Georg Lunemann wünscht sich vor allem die Festlegung einer Mindestfinanzierung für Städte und Gemeinden, denn: „Die für Bund und Land festgelegte Einführung der Schuldenbremse wird sonst die Situation der Kommunen noch weiter verschärfen.“

Zuweisungen falsch verteilt

Zwischenzeitlich hat die rot-grüne Landesregierung eine Veränderung der Grundsystematik im Gemeindefinanzierungsgesetz (GFG) vorgenommen. Soziale Belastungen sollen demnach stärker berücksichtigt werden.

Diese so genannte Grunddatenanpassung besagt, dass soziale Belastungen bis zum Jahr 2010 bei der Berechnung des Finanzbedarfs einer Stadt viel zu gering bewertet wurden.
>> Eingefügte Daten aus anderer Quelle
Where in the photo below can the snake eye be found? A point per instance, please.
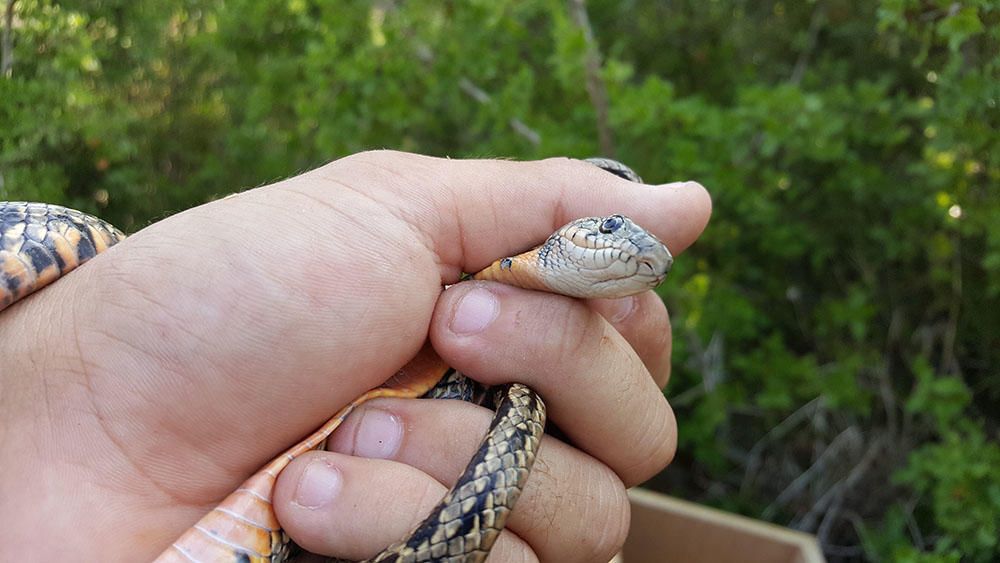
(612, 224)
Kämmerer Dr. Georg Lunemann: „Das bedeutet, dass über Jahre die ohnehin zu gering bemessenen Schlüsselzuweisungen auch noch falsch verteilt wurden.“ Gelsenkirchen habe dadurch in den letzten Jahren weit über 100 Millionen Euro nicht erhalten. Diese Anpassung, sagt der städtische Kassenwart, sei daher „in der Tat mehr als überfällig“.

Die Grunddatenanpassung macht für das Jahr 2012 rund 20 Millionen Euro aus. Nicht schlecht, aber bei weitem zu wenig. Lunemann siedelt den Bedarf um rund 7,5 Millionen Euro höher an. „Hier muss die Landesregierung nachjustieren“, sagt er.